Work is now more flexible, as well as school. You can take it easy, work as normal, chat to friends or meet new people, work on late homework, bust your gut, take a job on the side or perhaps slack off behind the stadium/bike sheds/giant telescope. It all affects the special events that will pop up once or twice a week, giving you chances to improve yourself or earn extra bucks. Occasionally, you get a negative one but they don’t really dent your progress.
Desires make a strong return from Sims 2, reorganised to allow you to select a lifetime wish for your Sim which you can then choose to persue or not, to any degree. More immediate desires will crop up and you can reserve them as before or get rid of them. Achieving one will earn you lifetime points, which you can save up to spend on special feastures for your Sim, such as the steel bladder. You can guess what that does!
Ageing remains a feature, if you choose to use it, as you can turn it off. If you don’t do that, expect your Sim to live around 90 Sim days and go through the phases, each with its own difficulties and opportunities. If you want to have three generations, make sure that your parent is an adult and your grandfather an elder, to make this work.
A gradual accumilation of lifepoints is very easy to get, with a steeper and quicker curve demanding clever and savvy selection of a Sim’s wants at a time when you can easily achieve them (for example, selecting ‘prepare a meal’ just before you are about to cook a meal is an easy 150 points or so). This means that gradually the game gets easier, with you needing just 5000 points for the first wave of advantages, such as ‘quick cleaner’ or ‘fast metabolism’. These soon start to roll in with lifepoints accumilating quite easily. As with past games, it is actually quite difficult to do badly, unless you do so on purpose.
When it comes down to it, Sims 3 hasn’t changed in any major way that effects the ‘Sims’ game play you’d expect. Essentially it’s a much more open and better organised, freer version of the same game, which leads us to think that if you’re very happy with Sims 2, there is no pressing reason to upgrade straight away. However, the truth is that this sort of game isn’t played out of practical or logical reason – there’s nothing sensible about wanting to clean the toilet and call that gaming fun time! If you’re a Sims fan as I am, chances are that you’re going to buy this the second it appears on the shelf, providing your computer can run it (it’s a powerful sucker).

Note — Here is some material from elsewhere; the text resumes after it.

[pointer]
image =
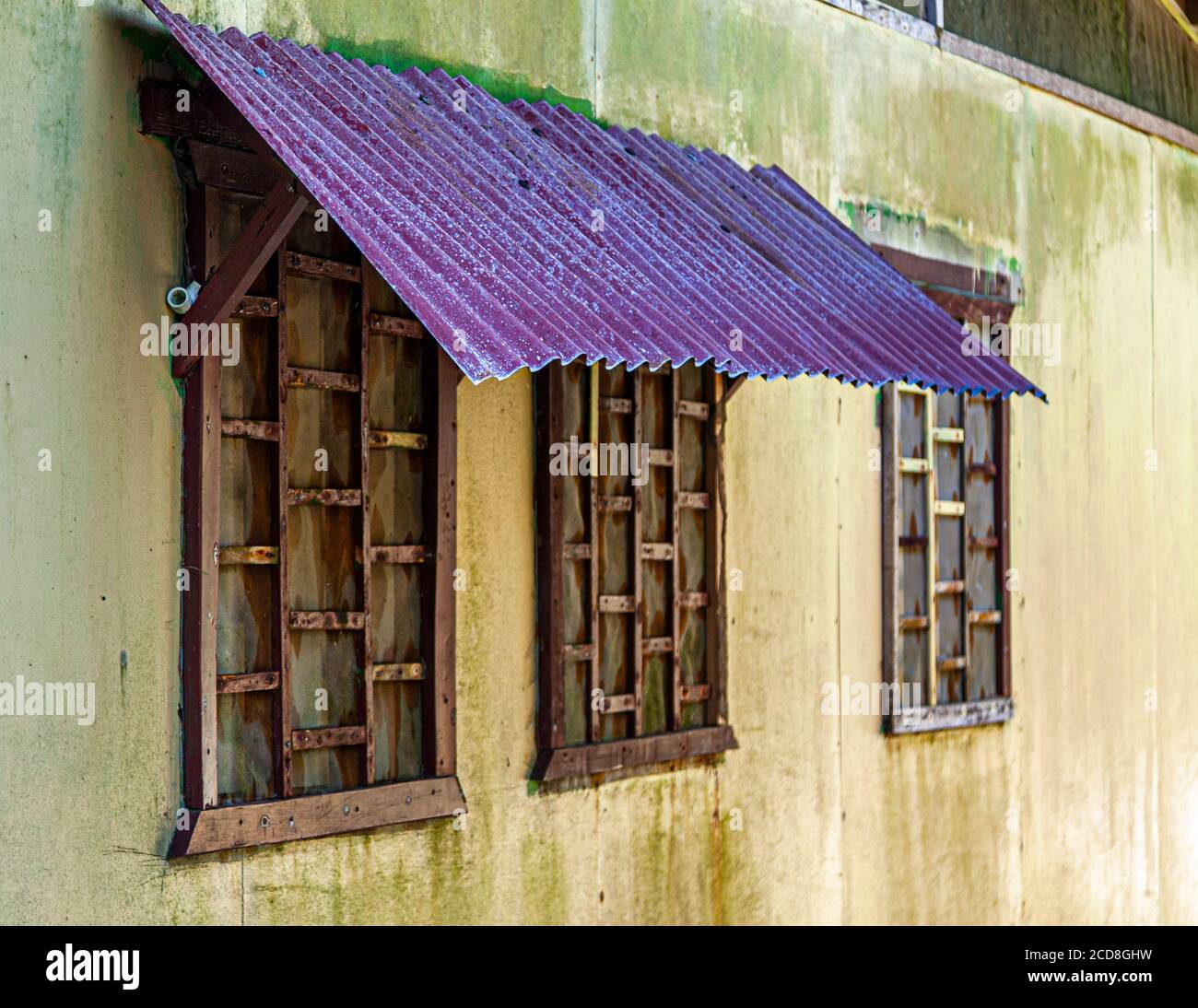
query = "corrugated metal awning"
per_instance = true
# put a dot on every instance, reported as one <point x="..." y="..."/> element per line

The changes are nice and though nothing major has altered, you just feel more at liberty to enjoy the game and move around town. I would have liked to have seen it more clear how to complete certain tasks that you accept for cash and lifepoint bonuses, as I’ve managed to break the game by starting an ‘introduce yourself charmingly to someone’, then stopping to talk to someone else before commencing the conversation again with the first person, sticking the task and disabling me from completing it even after I chased this person all around town desperately trying to talk to them and even peeping through their windows. I also walked off a lot where a grill-a-thon was taking place and failed something I wasn’t even aware I’d started.
Arrows and clear direction could be better, but at the end of the day, a short negative reaction on your Sim up really isn’t going to affect the overall game play. It’s always been that if it floats your boat, it’s brilliant and well worth a purchase. Just check the specs before you drag your computer into the wastelands of lag, and ensure you can run the beast. We’re on minimal specs with a laptop and full on a desktop, both run pretty smoothly but the desktop certainly looks a lot nicer.
I have been playing this for days straight now, and I can’t get enough of it. The Chav family are so much fun and you’ll be seeing them soon on The Sims online portal. The most open Sims game so far, I can’t wait for the pets to arrive! Is it worth it? Meow!